Nas regiões do Sul, os números são inferiores, em Lisboa e Vale do Tejo contavam-se 890 médicos dos hospitais, 582 médicos de família e 15 de Saúde Pública, 28% do total. No Centro, havia 371 médicos hospitalares neste regime, 205 médicos de família e 13 de Saúde Pública, 11%. No Alentejo, 83 médicos dos hospitais, 124 médicos de família e 7 de Saúde Pública, cerca de 4%. No Algarve 107 dos hospitais, 164 médicos de família e 5 de Saúde Pública, 5% do total.


Em termos de especialidades hospitalares, os médicos de Medicina Interna aparecem em primeiro lugar na adesão à DP, com 431 profissionais (ver tabela), segue-se a Pediatria, a Cirurgia Geral, a Psiquiatria e a Anatomia Patológica, os que menos aderiram foram a Farmacologia Clínica, a Cirurgia Cardíaca, a Ginecologia e Obstetrícia (sendo que esta é uma das especialidades com mais falta de recursos humanos) Neuroradiologia, as cirurgias Torácica e Plástica.


No que toca à especialidade de Medicina Geral e Familiar, o Norte mantém-se à frente na adesão do regime com 1305 médicos, seguido de Lisboa e Vale do Tejo com 582, Centro com 205, Algarve com 164 e o Alentejo com 124, o que totaliza 2380 médicos com DP. O presidente da APMGF explica que na adesão ao regime “há dois patamares diferentes”.

“Por um lado, temos os colegas que entraram de forma obrigatória, porque já estavam em USF-B, em que este regime pouco altera, apenas a fórmula de cálculo do ordenado base, porque quem já vinha do modelo B (que envolve mais desempenho e incentivos) tinha um regime de 35 horas e exclusividade. Ou seja, a base melhorou um pouco, mas o trabalho é igual. E, por outro, temos os colegas que funcionavam em USF modelo A ou em Unidades de Cuidados Personalizados (UCP) e que passaram para as USF-B, em que a fórmula de cálculo mudou também, resultando num ligeiro aumento do salário base, mas nada que se compare a um aumento da ordem dos 15% como se comentou”.

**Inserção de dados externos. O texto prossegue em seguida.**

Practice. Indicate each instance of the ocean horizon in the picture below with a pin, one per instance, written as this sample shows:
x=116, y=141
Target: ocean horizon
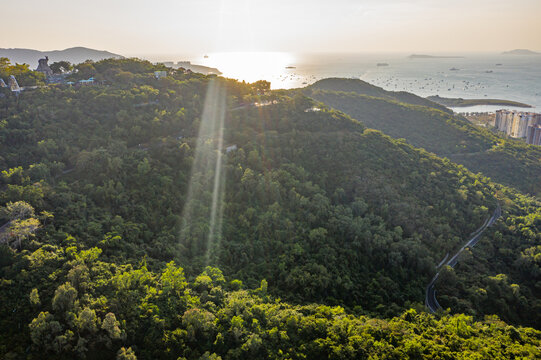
x=469, y=75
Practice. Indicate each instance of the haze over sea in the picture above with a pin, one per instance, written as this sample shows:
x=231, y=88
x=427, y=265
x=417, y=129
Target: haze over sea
x=518, y=77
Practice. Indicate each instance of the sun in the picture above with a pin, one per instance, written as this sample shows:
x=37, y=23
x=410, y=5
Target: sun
x=250, y=66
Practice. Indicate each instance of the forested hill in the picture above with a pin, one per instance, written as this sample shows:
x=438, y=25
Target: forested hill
x=364, y=88
x=102, y=187
x=424, y=124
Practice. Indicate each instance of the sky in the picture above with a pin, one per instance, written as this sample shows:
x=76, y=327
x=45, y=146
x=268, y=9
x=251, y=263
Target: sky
x=144, y=27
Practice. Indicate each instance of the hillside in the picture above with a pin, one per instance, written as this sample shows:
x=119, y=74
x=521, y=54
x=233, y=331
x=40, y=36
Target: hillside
x=508, y=161
x=74, y=55
x=460, y=102
x=102, y=187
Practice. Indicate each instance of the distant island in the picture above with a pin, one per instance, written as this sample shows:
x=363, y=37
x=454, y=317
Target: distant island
x=74, y=55
x=459, y=102
x=424, y=56
x=521, y=52
x=192, y=67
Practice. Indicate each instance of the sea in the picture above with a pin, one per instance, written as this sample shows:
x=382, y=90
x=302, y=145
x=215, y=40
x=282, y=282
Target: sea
x=468, y=75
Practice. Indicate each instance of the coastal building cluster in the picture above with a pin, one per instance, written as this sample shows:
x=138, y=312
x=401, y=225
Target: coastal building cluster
x=522, y=125
x=50, y=78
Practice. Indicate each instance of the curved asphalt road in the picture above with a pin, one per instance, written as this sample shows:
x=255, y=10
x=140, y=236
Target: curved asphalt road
x=430, y=298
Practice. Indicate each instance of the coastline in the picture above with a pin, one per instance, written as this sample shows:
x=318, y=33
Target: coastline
x=462, y=103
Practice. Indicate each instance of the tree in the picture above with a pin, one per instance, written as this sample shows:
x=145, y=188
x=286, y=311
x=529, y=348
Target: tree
x=125, y=354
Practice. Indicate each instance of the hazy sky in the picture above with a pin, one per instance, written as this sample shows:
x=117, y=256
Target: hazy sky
x=144, y=27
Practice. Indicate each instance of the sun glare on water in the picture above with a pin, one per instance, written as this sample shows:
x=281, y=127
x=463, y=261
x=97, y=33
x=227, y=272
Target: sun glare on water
x=252, y=66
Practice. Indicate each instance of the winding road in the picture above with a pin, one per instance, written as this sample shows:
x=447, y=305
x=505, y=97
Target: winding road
x=430, y=298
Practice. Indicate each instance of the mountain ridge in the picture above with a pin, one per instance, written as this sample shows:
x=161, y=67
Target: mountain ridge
x=75, y=55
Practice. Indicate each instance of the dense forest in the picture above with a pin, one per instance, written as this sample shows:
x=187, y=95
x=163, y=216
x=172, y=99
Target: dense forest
x=425, y=124
x=198, y=217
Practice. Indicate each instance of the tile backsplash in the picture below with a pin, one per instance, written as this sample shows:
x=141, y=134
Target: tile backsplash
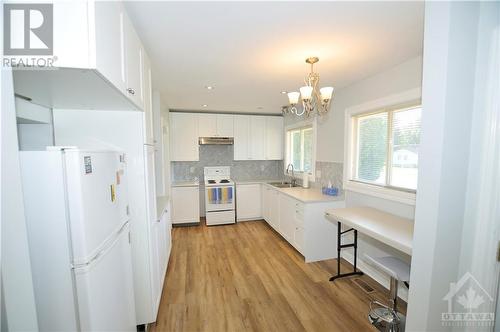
x=222, y=155
x=329, y=172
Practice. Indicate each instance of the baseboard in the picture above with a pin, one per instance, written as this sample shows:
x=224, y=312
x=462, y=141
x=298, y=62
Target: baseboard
x=376, y=275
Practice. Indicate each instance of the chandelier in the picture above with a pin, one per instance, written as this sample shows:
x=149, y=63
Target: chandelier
x=313, y=98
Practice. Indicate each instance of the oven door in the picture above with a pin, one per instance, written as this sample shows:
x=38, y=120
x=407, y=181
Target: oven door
x=219, y=198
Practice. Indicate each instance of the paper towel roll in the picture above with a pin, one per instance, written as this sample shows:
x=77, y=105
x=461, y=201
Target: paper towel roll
x=305, y=180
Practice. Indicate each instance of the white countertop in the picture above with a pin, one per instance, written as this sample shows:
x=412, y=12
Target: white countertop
x=305, y=195
x=392, y=230
x=186, y=184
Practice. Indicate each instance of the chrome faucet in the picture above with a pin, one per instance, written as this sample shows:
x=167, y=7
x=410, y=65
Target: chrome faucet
x=293, y=182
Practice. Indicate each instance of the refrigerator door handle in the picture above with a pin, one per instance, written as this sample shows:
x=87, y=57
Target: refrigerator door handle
x=109, y=244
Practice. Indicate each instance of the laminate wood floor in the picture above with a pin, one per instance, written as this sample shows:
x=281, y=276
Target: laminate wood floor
x=246, y=277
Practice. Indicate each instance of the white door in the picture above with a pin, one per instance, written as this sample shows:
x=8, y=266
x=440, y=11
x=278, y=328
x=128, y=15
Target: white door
x=148, y=102
x=225, y=125
x=95, y=210
x=258, y=137
x=207, y=125
x=241, y=137
x=184, y=137
x=105, y=288
x=274, y=138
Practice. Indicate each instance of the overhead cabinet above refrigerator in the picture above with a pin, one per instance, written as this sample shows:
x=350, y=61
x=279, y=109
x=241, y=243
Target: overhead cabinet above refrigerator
x=99, y=57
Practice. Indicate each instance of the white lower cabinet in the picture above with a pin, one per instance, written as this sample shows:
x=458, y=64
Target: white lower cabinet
x=185, y=205
x=161, y=243
x=302, y=224
x=248, y=202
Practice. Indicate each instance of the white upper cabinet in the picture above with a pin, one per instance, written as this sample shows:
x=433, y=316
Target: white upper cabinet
x=241, y=137
x=99, y=56
x=184, y=137
x=274, y=138
x=134, y=63
x=207, y=125
x=225, y=125
x=110, y=47
x=213, y=125
x=257, y=138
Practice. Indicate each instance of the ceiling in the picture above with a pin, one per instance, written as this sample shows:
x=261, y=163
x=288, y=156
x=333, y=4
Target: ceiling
x=251, y=51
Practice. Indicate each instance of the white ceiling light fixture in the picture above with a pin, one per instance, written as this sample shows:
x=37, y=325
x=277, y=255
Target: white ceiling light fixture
x=314, y=99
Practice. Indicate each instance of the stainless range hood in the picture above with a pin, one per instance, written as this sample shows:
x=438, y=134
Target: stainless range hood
x=215, y=140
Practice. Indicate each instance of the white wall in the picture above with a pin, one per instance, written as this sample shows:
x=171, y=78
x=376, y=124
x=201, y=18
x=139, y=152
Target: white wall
x=17, y=283
x=456, y=220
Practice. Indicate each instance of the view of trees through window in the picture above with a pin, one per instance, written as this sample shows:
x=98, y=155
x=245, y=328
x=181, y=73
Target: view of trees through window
x=387, y=162
x=300, y=149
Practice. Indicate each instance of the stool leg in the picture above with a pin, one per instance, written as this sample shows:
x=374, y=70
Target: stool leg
x=394, y=293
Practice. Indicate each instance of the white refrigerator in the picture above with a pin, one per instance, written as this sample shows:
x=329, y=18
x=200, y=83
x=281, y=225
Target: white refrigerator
x=78, y=231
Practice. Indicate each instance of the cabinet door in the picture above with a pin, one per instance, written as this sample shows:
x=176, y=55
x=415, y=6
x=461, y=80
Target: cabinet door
x=110, y=48
x=265, y=202
x=274, y=209
x=154, y=247
x=298, y=239
x=184, y=137
x=274, y=138
x=248, y=202
x=241, y=137
x=207, y=125
x=148, y=103
x=225, y=125
x=134, y=62
x=258, y=137
x=185, y=205
x=287, y=218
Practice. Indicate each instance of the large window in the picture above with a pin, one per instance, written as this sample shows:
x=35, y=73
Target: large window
x=386, y=147
x=300, y=148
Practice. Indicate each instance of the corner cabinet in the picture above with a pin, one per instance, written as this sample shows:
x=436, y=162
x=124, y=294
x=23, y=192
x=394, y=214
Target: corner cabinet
x=99, y=57
x=248, y=202
x=302, y=224
x=184, y=137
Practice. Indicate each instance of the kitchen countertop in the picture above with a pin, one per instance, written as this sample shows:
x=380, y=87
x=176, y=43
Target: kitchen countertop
x=305, y=195
x=186, y=184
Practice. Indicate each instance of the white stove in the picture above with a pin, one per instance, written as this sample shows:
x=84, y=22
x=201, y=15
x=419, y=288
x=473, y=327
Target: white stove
x=219, y=196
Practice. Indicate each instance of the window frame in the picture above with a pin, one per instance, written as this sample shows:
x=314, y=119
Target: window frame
x=300, y=125
x=406, y=100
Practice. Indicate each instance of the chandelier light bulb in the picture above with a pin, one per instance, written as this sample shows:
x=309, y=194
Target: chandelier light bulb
x=293, y=97
x=306, y=92
x=326, y=93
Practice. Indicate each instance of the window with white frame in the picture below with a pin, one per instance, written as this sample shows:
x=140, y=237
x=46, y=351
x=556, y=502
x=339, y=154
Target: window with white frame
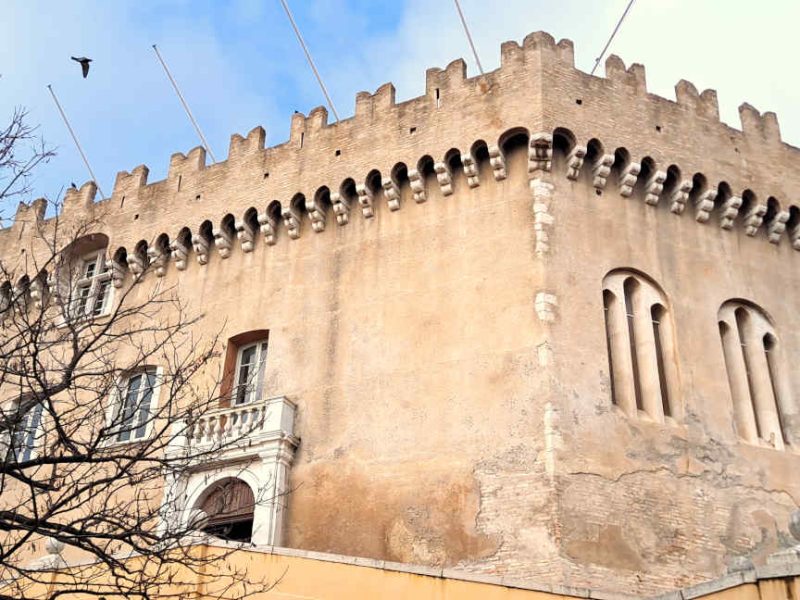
x=92, y=295
x=28, y=434
x=133, y=408
x=248, y=385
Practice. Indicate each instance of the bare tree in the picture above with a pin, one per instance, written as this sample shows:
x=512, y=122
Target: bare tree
x=21, y=152
x=86, y=452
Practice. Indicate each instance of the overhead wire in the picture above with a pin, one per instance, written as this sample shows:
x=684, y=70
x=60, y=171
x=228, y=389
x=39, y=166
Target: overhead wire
x=75, y=139
x=309, y=59
x=185, y=105
x=469, y=36
x=613, y=33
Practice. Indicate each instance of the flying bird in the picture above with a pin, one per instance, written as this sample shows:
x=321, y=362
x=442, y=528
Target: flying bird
x=84, y=64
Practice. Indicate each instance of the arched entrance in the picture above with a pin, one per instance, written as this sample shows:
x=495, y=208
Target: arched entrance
x=228, y=505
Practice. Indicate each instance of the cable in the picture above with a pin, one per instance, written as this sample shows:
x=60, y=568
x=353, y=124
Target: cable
x=75, y=139
x=185, y=105
x=613, y=33
x=469, y=37
x=308, y=57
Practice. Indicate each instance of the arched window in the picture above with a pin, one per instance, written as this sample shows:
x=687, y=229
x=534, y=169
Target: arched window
x=245, y=365
x=132, y=406
x=86, y=274
x=752, y=359
x=228, y=508
x=28, y=434
x=640, y=345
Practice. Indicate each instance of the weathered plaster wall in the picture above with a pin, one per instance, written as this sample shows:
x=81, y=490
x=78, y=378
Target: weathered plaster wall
x=448, y=359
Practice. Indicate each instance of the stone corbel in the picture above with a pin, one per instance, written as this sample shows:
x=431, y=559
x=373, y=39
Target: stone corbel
x=417, y=183
x=794, y=235
x=444, y=177
x=117, y=274
x=269, y=227
x=470, y=169
x=754, y=218
x=223, y=242
x=679, y=197
x=158, y=260
x=180, y=254
x=341, y=208
x=291, y=218
x=540, y=153
x=316, y=212
x=601, y=169
x=136, y=265
x=575, y=162
x=546, y=306
x=542, y=192
x=392, y=193
x=730, y=210
x=653, y=187
x=704, y=205
x=628, y=177
x=200, y=245
x=37, y=291
x=246, y=235
x=498, y=163
x=365, y=200
x=777, y=226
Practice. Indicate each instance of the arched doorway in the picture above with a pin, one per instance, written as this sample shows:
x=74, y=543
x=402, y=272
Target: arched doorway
x=228, y=505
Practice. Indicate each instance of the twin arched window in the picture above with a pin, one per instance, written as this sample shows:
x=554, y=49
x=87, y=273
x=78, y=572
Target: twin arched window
x=641, y=346
x=750, y=346
x=642, y=359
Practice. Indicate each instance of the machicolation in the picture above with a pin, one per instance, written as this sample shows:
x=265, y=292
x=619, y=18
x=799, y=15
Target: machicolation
x=608, y=132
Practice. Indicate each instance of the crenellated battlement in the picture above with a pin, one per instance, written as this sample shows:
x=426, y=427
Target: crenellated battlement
x=609, y=129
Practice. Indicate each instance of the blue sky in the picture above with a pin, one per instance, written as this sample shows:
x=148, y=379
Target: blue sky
x=239, y=64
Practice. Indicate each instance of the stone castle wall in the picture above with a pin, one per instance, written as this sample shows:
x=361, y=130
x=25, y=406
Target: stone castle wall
x=430, y=274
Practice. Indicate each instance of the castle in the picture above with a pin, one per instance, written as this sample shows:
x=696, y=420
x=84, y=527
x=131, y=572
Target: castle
x=534, y=325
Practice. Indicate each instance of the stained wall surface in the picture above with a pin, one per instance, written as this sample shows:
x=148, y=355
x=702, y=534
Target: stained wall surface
x=448, y=358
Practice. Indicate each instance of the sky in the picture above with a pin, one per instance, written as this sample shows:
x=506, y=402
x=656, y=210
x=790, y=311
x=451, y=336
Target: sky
x=239, y=64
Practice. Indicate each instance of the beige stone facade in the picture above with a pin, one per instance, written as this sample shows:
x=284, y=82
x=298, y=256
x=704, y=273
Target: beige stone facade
x=433, y=276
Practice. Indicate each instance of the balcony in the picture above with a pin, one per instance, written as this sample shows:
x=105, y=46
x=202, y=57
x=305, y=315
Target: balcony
x=241, y=429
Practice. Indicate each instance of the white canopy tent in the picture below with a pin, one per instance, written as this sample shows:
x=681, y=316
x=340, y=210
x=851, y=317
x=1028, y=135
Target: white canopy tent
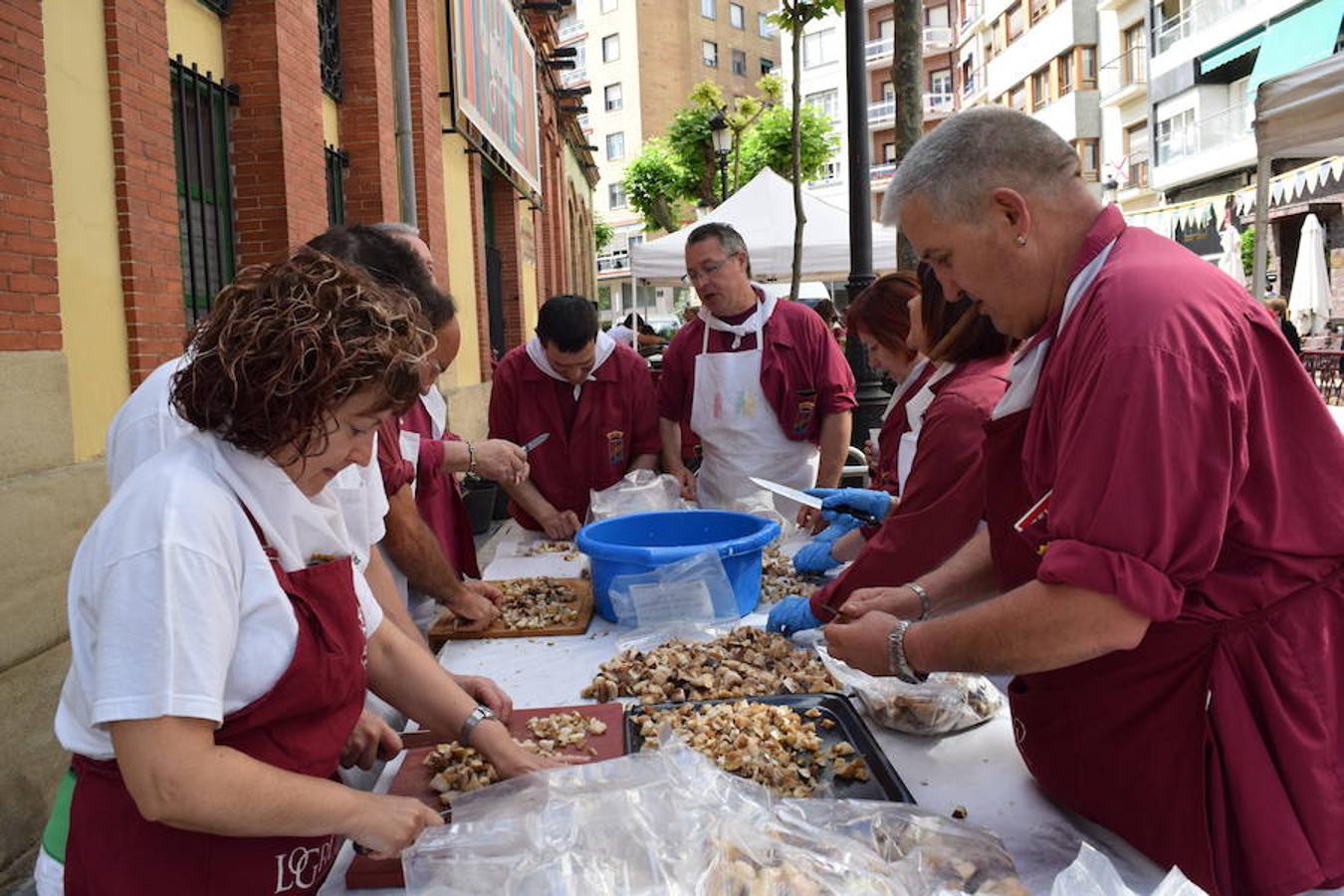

E justifica: “Ao passar de um regime de 35 horas semanais para um de 40, há um aumento no salário base de um assistente que estava numa USF-B, que antes recebia um salário bruto de 2780 euros e passou a receber 3280 euros brutos. Mas os colegas que estavam numa USF modelo A, que recebiam de base 42 horas com exclusividade, e que passaram agora para uma USF-B até perderam dinheiro, porque recebiam um salário base de 3500 euros brutos e passaram a receber 3280 euros brutos”.


Para Nuno Jacinto este cenário também explica a pouca adesão nos cuidados primários, considerando que o que é preciso “analisar, pelo menos no final do ano, é se a generalização das USF-B, que não foi bem o que se esperava, mas é o que é, teve um efeito positivo e se há outros indicadores de satisfação dos profissionais ou não”. Joana Bordalo e Sá reconhece que “alguns médicos, perante o trabalho que já têm, considerem que este regime lhes é compensatório, mas nós continuaremos a informá-los e a salvaguardá-los”.